# DUK Adult Care Events now open to all ages



## SB2015 (Sep 27, 2016)

I was delighted to find out that DUK have now opened up their adult carer events to all ages.  There are two left this year and they are currently making plans for next year.  Do have a look on the website (or perhaps someone can insert the link- I know that I should be able to do this by now) for the remaining two this year (search Care events) and keep a watch for next year.


----------



## Northerner (Sep 27, 2016)

Here's the link (although the actual link still has the 18-30 restriction - needs changing @Hannah DUK ?)

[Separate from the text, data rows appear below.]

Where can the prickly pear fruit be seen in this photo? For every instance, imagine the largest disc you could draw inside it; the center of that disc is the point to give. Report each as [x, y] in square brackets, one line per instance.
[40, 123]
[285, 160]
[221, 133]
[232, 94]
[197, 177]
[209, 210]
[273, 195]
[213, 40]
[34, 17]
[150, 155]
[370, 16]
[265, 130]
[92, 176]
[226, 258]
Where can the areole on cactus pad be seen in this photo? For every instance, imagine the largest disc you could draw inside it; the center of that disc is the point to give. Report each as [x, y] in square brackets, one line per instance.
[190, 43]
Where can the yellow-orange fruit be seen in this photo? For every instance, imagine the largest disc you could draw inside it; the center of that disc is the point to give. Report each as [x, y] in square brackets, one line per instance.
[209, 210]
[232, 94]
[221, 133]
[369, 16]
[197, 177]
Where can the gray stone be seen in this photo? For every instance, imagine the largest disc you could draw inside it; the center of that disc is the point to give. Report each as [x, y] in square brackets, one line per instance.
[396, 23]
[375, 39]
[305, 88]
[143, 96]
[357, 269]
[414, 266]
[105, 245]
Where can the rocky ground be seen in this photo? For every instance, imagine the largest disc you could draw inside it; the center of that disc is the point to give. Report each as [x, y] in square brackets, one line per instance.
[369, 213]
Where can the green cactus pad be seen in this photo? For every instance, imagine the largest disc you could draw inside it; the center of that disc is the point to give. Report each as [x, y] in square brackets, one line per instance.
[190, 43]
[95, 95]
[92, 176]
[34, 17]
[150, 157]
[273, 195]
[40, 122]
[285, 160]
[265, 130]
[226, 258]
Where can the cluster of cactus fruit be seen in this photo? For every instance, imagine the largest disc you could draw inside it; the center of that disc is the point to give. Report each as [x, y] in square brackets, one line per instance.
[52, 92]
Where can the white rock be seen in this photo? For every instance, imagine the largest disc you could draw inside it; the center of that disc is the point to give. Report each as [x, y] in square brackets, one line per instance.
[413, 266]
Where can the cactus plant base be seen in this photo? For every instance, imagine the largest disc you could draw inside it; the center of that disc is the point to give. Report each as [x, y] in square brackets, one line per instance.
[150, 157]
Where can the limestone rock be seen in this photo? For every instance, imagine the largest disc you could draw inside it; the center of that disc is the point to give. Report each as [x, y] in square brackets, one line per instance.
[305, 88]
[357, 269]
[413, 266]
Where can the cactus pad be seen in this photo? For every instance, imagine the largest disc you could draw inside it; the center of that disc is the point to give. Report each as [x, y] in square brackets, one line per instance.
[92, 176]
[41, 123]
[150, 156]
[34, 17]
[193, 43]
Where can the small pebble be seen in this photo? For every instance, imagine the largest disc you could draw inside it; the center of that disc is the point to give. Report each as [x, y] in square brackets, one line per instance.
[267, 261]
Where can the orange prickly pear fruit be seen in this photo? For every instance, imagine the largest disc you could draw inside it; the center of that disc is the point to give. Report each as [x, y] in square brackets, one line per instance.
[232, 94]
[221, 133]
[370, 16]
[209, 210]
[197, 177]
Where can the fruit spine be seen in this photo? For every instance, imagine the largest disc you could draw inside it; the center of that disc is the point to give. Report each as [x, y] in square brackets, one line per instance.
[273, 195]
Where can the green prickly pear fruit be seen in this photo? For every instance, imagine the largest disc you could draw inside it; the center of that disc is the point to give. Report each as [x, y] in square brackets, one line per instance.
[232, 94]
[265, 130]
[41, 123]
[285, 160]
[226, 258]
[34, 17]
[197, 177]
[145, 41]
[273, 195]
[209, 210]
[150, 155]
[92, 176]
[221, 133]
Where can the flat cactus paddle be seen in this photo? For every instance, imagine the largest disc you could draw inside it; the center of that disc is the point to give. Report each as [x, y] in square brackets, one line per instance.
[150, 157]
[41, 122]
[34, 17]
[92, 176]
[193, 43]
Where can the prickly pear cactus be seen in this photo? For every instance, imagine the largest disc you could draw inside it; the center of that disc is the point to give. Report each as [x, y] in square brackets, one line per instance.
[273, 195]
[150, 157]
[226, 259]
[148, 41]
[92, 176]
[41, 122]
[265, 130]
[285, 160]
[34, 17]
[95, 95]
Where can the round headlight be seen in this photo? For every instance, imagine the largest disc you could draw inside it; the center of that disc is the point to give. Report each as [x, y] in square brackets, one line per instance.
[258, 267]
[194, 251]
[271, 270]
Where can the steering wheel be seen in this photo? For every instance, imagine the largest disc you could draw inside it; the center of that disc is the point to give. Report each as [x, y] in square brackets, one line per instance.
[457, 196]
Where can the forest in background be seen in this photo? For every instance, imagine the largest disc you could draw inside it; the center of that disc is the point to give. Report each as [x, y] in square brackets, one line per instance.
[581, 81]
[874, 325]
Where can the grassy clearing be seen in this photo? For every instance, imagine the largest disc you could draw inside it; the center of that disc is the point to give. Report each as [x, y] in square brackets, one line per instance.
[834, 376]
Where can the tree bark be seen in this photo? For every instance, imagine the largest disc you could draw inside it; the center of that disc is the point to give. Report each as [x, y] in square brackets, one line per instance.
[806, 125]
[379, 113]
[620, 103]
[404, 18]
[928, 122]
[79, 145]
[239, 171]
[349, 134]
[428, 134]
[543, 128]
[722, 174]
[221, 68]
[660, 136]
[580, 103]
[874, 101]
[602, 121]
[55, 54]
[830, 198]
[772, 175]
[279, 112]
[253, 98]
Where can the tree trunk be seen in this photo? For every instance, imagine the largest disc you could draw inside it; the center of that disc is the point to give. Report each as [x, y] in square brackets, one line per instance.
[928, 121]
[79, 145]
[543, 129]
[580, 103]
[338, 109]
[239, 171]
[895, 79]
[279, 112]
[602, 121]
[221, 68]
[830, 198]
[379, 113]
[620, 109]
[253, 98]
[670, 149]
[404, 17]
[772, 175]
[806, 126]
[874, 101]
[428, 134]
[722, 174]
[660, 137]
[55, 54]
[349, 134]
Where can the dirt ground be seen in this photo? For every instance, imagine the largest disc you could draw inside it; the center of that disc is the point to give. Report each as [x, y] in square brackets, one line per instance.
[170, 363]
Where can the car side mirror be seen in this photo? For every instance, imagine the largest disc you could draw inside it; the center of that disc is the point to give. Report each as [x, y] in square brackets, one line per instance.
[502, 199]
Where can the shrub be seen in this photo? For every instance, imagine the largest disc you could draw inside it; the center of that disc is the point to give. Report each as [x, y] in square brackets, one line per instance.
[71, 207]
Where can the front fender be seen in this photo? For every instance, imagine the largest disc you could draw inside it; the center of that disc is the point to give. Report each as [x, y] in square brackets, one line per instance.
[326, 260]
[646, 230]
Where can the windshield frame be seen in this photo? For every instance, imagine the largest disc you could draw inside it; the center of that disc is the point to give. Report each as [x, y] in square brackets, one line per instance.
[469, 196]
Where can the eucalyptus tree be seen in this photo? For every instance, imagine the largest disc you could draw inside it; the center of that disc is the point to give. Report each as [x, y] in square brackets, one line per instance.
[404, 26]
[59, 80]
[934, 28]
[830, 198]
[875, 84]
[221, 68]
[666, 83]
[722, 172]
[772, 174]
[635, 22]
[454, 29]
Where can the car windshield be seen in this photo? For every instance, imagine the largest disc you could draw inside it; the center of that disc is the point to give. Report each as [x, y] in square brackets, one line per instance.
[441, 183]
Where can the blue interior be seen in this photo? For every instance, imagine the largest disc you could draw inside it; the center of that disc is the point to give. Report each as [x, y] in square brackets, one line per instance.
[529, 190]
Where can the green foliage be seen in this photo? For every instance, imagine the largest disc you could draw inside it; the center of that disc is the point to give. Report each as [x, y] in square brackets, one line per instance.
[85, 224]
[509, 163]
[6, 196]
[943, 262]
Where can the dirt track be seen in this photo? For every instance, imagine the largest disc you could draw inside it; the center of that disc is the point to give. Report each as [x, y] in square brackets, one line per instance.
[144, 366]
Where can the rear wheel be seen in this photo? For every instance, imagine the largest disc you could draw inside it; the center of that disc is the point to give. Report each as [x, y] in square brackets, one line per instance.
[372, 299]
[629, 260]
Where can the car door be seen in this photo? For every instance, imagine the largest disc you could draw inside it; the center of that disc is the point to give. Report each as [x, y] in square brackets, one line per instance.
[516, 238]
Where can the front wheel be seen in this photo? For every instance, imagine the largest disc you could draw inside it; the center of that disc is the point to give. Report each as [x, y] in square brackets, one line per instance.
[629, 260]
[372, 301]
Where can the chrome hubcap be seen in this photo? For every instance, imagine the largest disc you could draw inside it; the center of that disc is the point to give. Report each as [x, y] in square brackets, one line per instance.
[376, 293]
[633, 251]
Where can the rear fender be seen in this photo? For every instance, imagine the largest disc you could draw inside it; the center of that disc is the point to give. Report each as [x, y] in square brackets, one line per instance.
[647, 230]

https://www.diabetes.org.uk/How_we_help/Care-events/Adult-Events-18-30-years/


----------



## SB2015 (Sep 27, 2016)

Thanks for posting the link Northerner.  I followed it and it now says Young adults and Adults and the age range is now just 18+.  It might be good to change it to just Adults, but who cares, they have listened and opened these up for all of us


----------



## Copepod (Sep 27, 2016)

This is excellent news. Great to see Diabetes UK taking on board comments from the experts on this forum


----------



## SB2015 (Sep 27, 2016)

lets hope that some over 30s can make the events this year and if not look out for the events next year that we will now be able to attend.


----------



## Northerner (Sep 28, 2016)

SB2015 said:


> lets hope that some over 30s can make the events this year and if not look out for the events next year that we will now be able to attend.


For those forum members who can't attend either event, we have Forum Meets in London (November 12th) and Leeds (November 19th)


----------